Employee feedback through the survey is a great measurement that helps me understand what is working for us and where areas of opportunity exist.
Periodically, my team also conducts employee focus groups across the country to engage employees on how we can improve their understanding and awareness of how and when to speak up about ethical concerns. This also helps us gauge how we can further cultivate, promote and influence a culture of care and integrity that resonates with our employees.
How does Allstate foster a speak-up culture?
For 86 years, ethics has been part of our culture, but we also have a formal speak-up process. We publicize that throughout the year through a number of vehicles. We talk to leaders about their accountability and making sure employees understand the kind of culture we want to have.
We want to create a culture where employees are comfortable coming to leaders with issues or concerns. We tell leaders that although they may not always know the answer, the idea is that if an employee can come to you with non-complex issues, they are much more likely to come to you with more complex or grey issues. Similarly, we tell employees that if they are uncomfortable approaching their leader for some reason, there are other options to bring concerns or issues to the company’s attention, whether it be by reporting the issue to another leader in the office, or through the whistleblower line, known as our iReport line.
You were in a human resources role prior to becoming chief ethics and compliance officer. How does the dynamic between HR and ethics work at Allstate?
It’s a fine line. There has to be clarity about the difference between what Human Resources is accountable for, and what I’m accountable for.
My approach is to make sure we know what we’re trying to accomplish here. There are always going to be a few, minor turf wars, because the roles do sometimes intersect. I may have to remind folks that I’m not trying to judge their jobs, but at the end of the day, I have accountability to report to the organization what issues and trends are out there, and we need to work together to understand them.
How does Allstate work to continuously improve its ethics and compliance initiatives?

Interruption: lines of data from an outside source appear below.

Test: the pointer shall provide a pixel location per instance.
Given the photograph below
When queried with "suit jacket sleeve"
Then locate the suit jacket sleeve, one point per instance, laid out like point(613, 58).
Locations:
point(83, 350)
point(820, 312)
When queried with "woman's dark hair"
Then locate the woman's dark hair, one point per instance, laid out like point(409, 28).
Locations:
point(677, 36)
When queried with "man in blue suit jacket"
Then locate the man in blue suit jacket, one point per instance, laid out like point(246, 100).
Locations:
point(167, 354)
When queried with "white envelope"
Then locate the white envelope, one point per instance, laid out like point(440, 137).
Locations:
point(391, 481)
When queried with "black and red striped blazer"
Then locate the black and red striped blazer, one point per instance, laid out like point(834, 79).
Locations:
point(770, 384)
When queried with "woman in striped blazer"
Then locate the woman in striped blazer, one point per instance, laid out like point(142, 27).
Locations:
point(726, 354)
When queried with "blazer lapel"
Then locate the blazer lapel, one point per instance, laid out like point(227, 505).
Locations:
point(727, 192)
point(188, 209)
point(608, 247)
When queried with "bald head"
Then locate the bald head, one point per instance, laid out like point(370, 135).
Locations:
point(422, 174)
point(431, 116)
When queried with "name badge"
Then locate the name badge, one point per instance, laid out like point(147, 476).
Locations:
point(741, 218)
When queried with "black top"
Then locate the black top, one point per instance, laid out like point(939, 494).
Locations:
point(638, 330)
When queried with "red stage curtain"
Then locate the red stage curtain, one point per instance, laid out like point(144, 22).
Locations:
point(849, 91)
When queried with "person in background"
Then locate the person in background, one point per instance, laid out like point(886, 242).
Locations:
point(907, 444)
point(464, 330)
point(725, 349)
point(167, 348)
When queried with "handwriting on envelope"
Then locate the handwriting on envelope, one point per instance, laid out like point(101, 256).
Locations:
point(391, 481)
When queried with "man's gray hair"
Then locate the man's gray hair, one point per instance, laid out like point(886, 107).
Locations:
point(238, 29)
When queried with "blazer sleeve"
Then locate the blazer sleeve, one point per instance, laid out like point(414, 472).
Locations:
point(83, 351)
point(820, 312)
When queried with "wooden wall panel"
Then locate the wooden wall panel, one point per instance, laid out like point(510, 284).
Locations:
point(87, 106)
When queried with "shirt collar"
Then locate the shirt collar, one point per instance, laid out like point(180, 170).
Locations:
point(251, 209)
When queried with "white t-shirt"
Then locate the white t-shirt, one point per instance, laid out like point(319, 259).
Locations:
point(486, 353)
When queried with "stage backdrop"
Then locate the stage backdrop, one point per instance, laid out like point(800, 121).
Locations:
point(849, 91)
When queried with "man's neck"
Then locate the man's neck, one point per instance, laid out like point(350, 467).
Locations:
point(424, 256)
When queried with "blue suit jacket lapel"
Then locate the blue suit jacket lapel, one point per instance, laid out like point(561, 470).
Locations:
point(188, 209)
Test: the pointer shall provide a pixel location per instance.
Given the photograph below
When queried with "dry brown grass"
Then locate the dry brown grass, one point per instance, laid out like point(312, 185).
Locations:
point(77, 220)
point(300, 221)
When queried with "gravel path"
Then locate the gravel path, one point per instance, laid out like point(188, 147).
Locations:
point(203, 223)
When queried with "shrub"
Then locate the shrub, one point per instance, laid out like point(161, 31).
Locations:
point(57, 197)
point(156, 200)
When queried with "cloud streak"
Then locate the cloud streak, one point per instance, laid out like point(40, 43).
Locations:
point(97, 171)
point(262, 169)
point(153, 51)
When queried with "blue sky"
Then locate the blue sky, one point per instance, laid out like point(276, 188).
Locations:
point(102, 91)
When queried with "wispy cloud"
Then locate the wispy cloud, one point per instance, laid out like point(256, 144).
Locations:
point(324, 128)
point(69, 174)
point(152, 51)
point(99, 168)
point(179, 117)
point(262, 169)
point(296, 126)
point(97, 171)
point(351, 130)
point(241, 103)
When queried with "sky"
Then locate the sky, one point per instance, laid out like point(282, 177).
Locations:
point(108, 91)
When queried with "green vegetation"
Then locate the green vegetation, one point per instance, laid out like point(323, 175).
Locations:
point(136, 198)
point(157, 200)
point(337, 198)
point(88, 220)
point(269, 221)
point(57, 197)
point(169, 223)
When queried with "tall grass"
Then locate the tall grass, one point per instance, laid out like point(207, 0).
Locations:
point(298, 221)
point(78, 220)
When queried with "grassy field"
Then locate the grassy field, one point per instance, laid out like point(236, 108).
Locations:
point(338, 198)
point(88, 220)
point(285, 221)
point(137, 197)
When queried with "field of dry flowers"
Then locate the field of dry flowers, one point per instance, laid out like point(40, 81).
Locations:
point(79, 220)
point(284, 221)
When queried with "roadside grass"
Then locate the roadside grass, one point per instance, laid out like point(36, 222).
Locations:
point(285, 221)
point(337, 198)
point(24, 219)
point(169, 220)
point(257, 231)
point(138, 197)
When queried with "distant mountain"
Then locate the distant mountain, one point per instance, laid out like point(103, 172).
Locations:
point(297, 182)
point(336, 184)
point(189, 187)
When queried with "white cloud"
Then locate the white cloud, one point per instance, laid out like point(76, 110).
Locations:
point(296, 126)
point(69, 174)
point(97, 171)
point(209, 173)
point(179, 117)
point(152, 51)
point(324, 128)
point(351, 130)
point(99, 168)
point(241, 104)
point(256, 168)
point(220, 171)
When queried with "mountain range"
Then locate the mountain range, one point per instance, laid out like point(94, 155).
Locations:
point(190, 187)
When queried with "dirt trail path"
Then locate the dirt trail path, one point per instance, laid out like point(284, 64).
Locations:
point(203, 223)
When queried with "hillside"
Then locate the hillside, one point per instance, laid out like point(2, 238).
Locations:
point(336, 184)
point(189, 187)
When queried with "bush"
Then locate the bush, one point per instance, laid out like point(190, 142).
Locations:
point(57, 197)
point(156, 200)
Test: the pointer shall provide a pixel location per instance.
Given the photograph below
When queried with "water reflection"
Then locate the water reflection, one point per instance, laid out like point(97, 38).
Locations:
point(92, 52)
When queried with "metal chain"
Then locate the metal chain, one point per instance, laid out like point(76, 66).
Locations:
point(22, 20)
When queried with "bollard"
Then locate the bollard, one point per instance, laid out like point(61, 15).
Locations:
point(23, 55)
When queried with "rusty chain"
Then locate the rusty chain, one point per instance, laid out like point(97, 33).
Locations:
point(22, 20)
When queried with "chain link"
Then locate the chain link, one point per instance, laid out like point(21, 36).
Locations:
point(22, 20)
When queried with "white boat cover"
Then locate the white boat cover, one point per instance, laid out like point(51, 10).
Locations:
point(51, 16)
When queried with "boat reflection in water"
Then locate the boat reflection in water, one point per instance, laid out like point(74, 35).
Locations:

Part of it is networking and benchmarking to see what companies are doing that might apply to us. In most cases, folks on the ethics and compliance teams will attend one conference or seminar each year. We’re constantly looking out for who has better ideas. Who has done something a little bit differently or little more creatively than we have that may also work for our business?
Any additional advice for other ethics and compliance professionals on how to foster a corporate culture of ethics and integrity?
Always look for ways to integrate ethics into other processes that are already in place. For example, one thing we’ve done during the hiring stage at the officer level is that we’ve introduced an ethical behavior interview question into an already established process. It sends a message to the job candidates that Allstate thinks pretty highly of ethics to include a discussion of ethics in the interview process. It also lets potential candidates know that they are walking into an ethical culture.
When promoting someone to a leadership role, in addition to making sure the person knows what their business accountabilities are, we also have certain expectations for that leader about leading an ethical culture. My goal is to try and make this part of our game plan, as part of the normal conversations we have.
I’m a firm believer that employees learn about our culture from their fellow employees, but most importantly from their leaders. So, we try to put tools in leaders’ hands throughout the year to make it easy for them—in the course of a staff meeting, for example—to talk about ethics and to remind employees about how they can report issues and concerns. We have found that if employees at least hear their leaders talking about ethics and compliance on an occasional basis, they have a much stronger perception about the culture of the company.